The third vat held a marigold color which, when dyed into the wool, produced the softest and most pleasing shade of golden orange. These dyes had been selected with the utmost care, because it was essential to the operation that Dimitri capture the colors with precision.
To Dimitri's left, the enormous mechanism of his weaving machine waited. Smooth and shining, the machine had been meticulously polished to remove every trace of machine oil and dust from its exterior. To save labor, Dimitri had to invent a cleaning machine to perform the task. The cleaner rested in a large appliance garage behind the behemoth loom.
Dimitri turned to the wiry, gray-haired man beside him. "Vould you care to do the honors, Mr. Loideain*?"
The elderly man eyed the Russian with skepticism, his green eyes flashing in the bright factory light. "Only if you're sure this thing is safe, Count Vronsky."
Dimitri politely ignored his newly-coined nickname. "I assure you my gearvorks are safely contained inside the mechanism of the loom, created with such clockvork precision, human hands need come near them only in rare cases of malfunction. Such a case is only to happen many years in the future."
Loideain made a small noise to indicate what he thought of the foreigner's high estimation of his factory. In halting steps he made his way over to the lever protruding from the wall and pulled. The thing proved more stubborn than Loideain had anticipated; it did not move. Loideain braced himself and pulled the lever again, much harder this time.
A humming came from the direction of the vats. Loideain turned his head in time to see a series of metal spools come down from ceiling and dip into the tops of the dye vats. Around each of these wound yards of snow-white wool. The spools submerged, then spun, the threads they bore unwinding in the depths of the dye.
From the bottoms of the vats, another series of spools rose. As the newly-dyed wool unwound from one spool, it free-floated for only a moment before the second spool caught it and rotated. When the first spool emptied and the second one filled, the thread appeared to be sucked down a tube at the center of the bottom spool.
"Where does it go?" Loideain asked the Russian.
"The beauty of my system," Dimitri said rather grandly, "is the wet wool never sees the light of day after it enters the dye vats.
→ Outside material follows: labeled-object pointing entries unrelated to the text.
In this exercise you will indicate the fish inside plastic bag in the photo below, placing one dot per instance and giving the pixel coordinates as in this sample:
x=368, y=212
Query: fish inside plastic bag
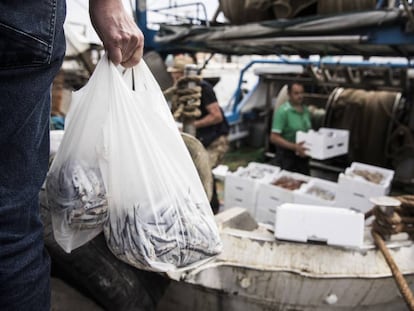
x=137, y=178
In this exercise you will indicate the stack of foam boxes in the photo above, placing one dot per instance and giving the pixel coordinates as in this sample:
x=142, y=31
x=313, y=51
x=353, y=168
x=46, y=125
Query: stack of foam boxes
x=323, y=224
x=324, y=143
x=240, y=187
x=270, y=196
x=314, y=217
x=355, y=191
x=317, y=192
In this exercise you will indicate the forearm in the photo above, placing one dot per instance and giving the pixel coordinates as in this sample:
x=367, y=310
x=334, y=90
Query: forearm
x=121, y=37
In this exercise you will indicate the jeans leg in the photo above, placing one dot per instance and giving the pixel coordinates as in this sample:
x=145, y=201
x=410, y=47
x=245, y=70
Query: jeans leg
x=25, y=80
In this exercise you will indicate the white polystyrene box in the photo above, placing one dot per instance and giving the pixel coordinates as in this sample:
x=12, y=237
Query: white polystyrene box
x=324, y=143
x=240, y=188
x=355, y=192
x=334, y=226
x=267, y=169
x=270, y=196
x=308, y=193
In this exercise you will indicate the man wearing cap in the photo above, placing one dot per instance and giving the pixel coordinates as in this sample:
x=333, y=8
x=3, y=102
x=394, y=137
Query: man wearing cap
x=211, y=126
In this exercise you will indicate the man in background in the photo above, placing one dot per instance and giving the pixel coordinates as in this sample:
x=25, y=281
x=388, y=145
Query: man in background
x=290, y=117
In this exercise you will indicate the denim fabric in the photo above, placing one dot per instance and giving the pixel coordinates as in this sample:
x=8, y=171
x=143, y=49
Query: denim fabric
x=32, y=46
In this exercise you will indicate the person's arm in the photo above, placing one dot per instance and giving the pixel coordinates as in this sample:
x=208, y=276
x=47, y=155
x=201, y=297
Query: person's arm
x=214, y=116
x=298, y=148
x=122, y=38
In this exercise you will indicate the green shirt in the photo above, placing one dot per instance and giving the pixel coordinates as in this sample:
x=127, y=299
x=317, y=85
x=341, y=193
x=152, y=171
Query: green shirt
x=287, y=121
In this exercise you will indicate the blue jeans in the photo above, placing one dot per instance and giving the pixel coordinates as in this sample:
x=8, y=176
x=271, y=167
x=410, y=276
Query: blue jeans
x=32, y=46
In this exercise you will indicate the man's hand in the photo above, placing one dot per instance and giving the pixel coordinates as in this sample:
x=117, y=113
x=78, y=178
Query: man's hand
x=122, y=38
x=300, y=149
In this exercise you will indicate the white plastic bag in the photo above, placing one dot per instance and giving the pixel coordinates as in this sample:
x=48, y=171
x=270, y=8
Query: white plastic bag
x=159, y=217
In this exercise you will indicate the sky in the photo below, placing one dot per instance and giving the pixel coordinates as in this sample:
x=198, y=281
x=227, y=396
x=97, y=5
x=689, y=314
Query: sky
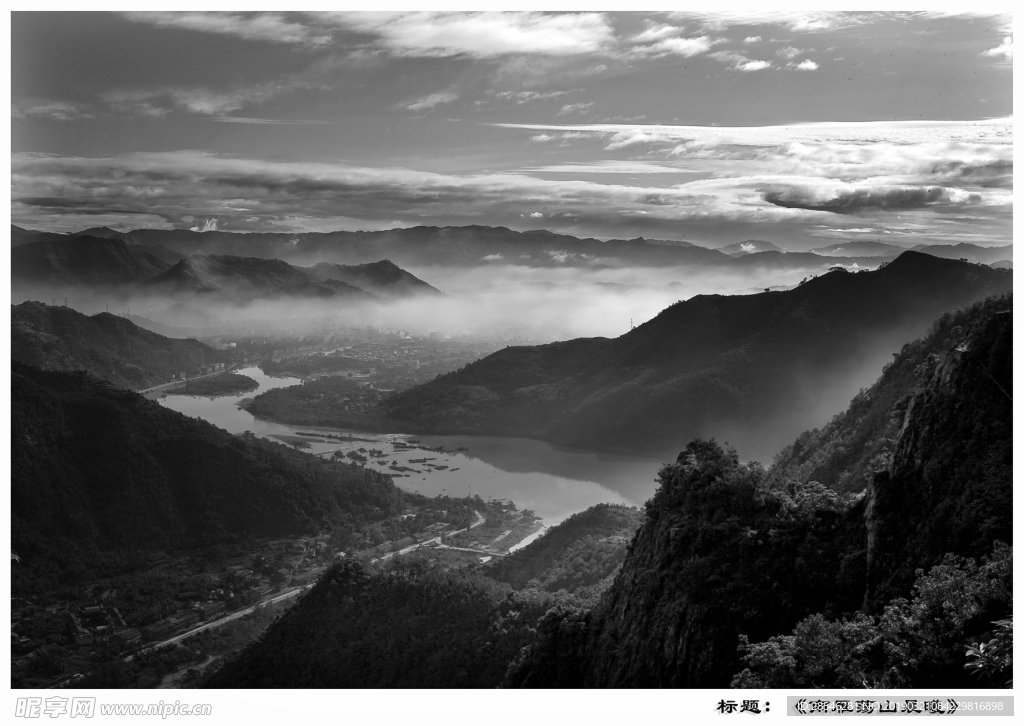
x=805, y=129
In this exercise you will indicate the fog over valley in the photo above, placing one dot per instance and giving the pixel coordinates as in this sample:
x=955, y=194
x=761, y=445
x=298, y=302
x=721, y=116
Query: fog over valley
x=512, y=349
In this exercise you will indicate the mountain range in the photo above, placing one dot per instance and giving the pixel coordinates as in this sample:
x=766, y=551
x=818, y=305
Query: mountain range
x=755, y=370
x=57, y=338
x=725, y=558
x=114, y=262
x=733, y=577
x=474, y=245
x=99, y=474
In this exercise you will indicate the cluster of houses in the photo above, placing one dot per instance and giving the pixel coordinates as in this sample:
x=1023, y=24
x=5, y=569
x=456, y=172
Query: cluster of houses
x=203, y=370
x=430, y=534
x=94, y=629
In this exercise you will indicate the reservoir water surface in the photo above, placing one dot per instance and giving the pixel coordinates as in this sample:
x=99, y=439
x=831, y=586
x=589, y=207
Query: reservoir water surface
x=553, y=481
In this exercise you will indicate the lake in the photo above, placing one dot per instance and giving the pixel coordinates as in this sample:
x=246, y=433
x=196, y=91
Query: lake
x=553, y=481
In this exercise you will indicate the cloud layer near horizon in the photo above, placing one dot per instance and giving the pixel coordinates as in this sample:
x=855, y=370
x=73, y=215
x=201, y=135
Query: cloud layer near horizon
x=373, y=120
x=933, y=180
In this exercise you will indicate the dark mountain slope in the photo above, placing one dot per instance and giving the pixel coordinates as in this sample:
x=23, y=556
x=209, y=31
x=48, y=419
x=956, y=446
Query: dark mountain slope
x=578, y=553
x=55, y=338
x=724, y=552
x=434, y=246
x=748, y=247
x=98, y=472
x=755, y=370
x=845, y=454
x=19, y=236
x=972, y=253
x=84, y=260
x=954, y=453
x=248, y=279
x=384, y=278
x=860, y=248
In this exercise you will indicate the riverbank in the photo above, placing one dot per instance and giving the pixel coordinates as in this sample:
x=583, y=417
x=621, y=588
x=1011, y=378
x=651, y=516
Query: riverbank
x=219, y=385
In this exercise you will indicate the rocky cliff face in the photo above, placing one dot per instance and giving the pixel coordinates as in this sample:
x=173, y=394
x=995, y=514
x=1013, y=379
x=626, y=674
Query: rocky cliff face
x=949, y=487
x=718, y=555
x=724, y=551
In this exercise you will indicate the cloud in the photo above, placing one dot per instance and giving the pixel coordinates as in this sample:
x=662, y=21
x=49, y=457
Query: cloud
x=856, y=200
x=429, y=101
x=203, y=101
x=273, y=122
x=1006, y=49
x=687, y=47
x=816, y=22
x=264, y=27
x=806, y=65
x=526, y=96
x=788, y=52
x=480, y=34
x=608, y=167
x=574, y=109
x=858, y=136
x=52, y=110
x=738, y=61
x=656, y=31
x=945, y=180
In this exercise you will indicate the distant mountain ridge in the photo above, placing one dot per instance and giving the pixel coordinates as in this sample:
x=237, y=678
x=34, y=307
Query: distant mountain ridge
x=99, y=474
x=84, y=260
x=384, y=278
x=55, y=338
x=749, y=369
x=116, y=260
x=750, y=246
x=859, y=248
x=972, y=253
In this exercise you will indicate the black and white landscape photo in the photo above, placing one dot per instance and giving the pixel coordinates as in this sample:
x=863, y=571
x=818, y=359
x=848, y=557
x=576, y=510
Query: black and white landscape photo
x=523, y=349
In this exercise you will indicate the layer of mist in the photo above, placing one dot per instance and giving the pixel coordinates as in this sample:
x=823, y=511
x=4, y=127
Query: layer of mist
x=545, y=304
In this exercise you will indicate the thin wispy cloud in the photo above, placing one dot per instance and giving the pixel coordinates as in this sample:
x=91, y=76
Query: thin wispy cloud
x=798, y=22
x=430, y=100
x=790, y=52
x=480, y=34
x=262, y=26
x=574, y=109
x=738, y=61
x=686, y=47
x=1006, y=49
x=267, y=122
x=52, y=110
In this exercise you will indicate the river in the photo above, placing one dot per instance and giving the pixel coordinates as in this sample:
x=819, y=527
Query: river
x=553, y=481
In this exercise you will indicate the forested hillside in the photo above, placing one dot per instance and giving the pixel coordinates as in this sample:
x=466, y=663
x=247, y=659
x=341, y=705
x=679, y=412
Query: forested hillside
x=727, y=556
x=99, y=474
x=584, y=551
x=408, y=628
x=56, y=338
x=753, y=370
x=846, y=453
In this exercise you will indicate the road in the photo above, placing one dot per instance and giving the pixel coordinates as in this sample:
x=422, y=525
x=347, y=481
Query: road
x=479, y=520
x=218, y=623
x=164, y=386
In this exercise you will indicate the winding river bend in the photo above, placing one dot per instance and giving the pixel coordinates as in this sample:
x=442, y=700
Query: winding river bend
x=553, y=481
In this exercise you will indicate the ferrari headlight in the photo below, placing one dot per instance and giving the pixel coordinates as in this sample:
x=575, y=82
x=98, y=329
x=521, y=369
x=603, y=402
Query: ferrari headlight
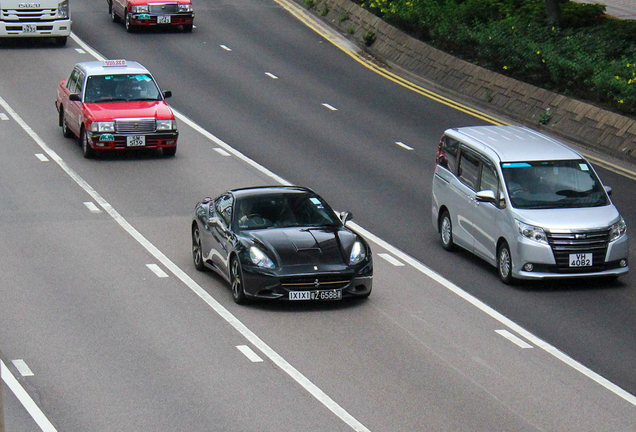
x=103, y=127
x=62, y=9
x=618, y=230
x=532, y=232
x=358, y=253
x=166, y=125
x=260, y=259
x=140, y=9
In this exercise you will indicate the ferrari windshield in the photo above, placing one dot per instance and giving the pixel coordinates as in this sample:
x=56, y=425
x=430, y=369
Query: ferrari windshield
x=553, y=184
x=283, y=210
x=121, y=88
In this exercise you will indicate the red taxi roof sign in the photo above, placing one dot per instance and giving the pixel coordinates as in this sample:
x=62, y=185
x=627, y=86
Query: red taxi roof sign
x=107, y=63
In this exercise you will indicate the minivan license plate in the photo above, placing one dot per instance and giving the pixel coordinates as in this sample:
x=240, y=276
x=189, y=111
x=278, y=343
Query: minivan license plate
x=316, y=295
x=581, y=260
x=135, y=141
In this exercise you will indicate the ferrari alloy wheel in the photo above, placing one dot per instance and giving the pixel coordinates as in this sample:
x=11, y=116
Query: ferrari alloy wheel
x=504, y=263
x=446, y=231
x=238, y=291
x=197, y=254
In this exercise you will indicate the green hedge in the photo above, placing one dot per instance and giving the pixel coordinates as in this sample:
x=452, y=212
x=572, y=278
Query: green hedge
x=587, y=55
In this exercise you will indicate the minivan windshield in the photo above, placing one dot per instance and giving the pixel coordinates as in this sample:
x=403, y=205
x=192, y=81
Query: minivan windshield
x=553, y=184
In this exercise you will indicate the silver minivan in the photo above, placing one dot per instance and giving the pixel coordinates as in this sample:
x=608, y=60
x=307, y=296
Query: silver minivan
x=527, y=204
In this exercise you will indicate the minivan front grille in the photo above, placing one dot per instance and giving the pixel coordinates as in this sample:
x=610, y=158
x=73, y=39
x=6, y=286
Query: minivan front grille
x=135, y=126
x=564, y=244
x=163, y=8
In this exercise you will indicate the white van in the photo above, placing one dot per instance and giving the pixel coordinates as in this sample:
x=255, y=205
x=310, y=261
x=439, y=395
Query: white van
x=41, y=18
x=527, y=204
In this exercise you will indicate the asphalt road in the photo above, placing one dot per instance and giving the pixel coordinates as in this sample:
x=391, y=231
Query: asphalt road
x=116, y=348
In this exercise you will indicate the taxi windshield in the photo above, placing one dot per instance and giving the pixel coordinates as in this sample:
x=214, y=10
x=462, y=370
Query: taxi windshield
x=553, y=184
x=121, y=88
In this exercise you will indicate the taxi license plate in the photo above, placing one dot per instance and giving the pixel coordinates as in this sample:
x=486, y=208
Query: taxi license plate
x=135, y=141
x=316, y=295
x=581, y=260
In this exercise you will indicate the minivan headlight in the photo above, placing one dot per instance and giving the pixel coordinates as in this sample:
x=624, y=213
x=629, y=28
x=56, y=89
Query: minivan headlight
x=358, y=253
x=259, y=258
x=618, y=230
x=532, y=232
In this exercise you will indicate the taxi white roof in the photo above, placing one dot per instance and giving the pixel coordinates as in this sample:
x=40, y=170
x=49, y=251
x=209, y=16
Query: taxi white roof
x=98, y=68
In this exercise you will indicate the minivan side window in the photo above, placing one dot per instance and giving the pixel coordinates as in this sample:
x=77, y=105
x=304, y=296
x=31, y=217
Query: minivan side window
x=447, y=153
x=468, y=171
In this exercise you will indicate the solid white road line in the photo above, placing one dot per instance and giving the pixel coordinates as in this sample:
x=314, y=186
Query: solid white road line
x=514, y=339
x=92, y=207
x=22, y=367
x=401, y=144
x=157, y=270
x=391, y=259
x=26, y=401
x=249, y=353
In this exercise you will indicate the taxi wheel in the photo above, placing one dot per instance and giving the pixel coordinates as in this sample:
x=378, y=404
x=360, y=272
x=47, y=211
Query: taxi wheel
x=89, y=152
x=129, y=27
x=236, y=278
x=169, y=151
x=65, y=130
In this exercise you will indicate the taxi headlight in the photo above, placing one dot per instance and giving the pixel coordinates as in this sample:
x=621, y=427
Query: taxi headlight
x=532, y=232
x=103, y=127
x=163, y=125
x=618, y=230
x=358, y=253
x=260, y=259
x=62, y=9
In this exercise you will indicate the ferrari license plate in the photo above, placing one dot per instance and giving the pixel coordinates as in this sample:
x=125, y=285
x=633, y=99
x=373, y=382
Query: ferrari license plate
x=135, y=141
x=581, y=260
x=316, y=295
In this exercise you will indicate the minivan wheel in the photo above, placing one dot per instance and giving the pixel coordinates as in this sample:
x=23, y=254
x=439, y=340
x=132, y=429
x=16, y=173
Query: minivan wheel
x=446, y=231
x=504, y=264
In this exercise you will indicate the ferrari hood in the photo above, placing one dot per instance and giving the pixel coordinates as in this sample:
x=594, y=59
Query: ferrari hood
x=294, y=246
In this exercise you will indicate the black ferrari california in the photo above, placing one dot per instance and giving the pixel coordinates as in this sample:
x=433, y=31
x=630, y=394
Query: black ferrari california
x=280, y=242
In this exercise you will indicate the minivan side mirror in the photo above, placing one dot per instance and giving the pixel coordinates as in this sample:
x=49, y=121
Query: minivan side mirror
x=345, y=217
x=486, y=196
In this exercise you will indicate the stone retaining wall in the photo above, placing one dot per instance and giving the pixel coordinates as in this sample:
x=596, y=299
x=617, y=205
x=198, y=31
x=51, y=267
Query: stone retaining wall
x=570, y=119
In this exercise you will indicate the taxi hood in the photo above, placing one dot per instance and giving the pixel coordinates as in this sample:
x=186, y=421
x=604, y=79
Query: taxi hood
x=108, y=111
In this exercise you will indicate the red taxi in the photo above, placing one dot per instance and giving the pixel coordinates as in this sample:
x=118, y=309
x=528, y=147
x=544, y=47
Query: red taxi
x=136, y=13
x=115, y=105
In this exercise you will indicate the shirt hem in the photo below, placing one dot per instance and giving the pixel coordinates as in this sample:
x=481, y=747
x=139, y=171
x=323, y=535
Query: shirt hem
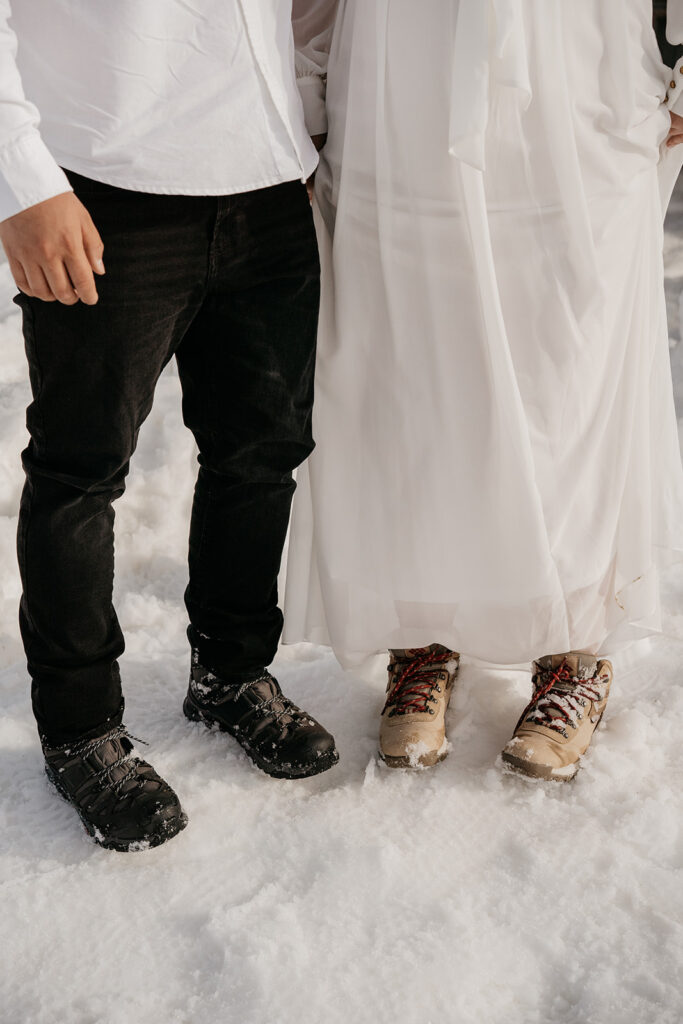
x=180, y=188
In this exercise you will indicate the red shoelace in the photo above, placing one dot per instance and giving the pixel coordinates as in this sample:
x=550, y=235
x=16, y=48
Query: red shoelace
x=413, y=690
x=556, y=709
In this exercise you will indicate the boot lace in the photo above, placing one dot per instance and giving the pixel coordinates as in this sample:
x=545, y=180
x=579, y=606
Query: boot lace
x=560, y=698
x=88, y=747
x=414, y=689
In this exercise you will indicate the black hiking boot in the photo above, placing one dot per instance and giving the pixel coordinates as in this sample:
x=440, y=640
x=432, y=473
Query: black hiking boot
x=122, y=801
x=283, y=740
It's forced through the tube, where a steady flow of warm air dries it and allows the dye to set. A series of wheels direct it to a set of spools arranged in a precise order, and the loom does its vork from there."
Loideain jumped as the gigantic loom whirred to life. In addition to the whirring sound of the engine, it produced dozens of small clicks as the wheels Dimitri had described grabbed onto the warm, dry thread. The thing sounded like an enormous typewriter, or a popcorn popper.
****
“My high-speed loom is weaving the thread into cloth,” Dimitri replied.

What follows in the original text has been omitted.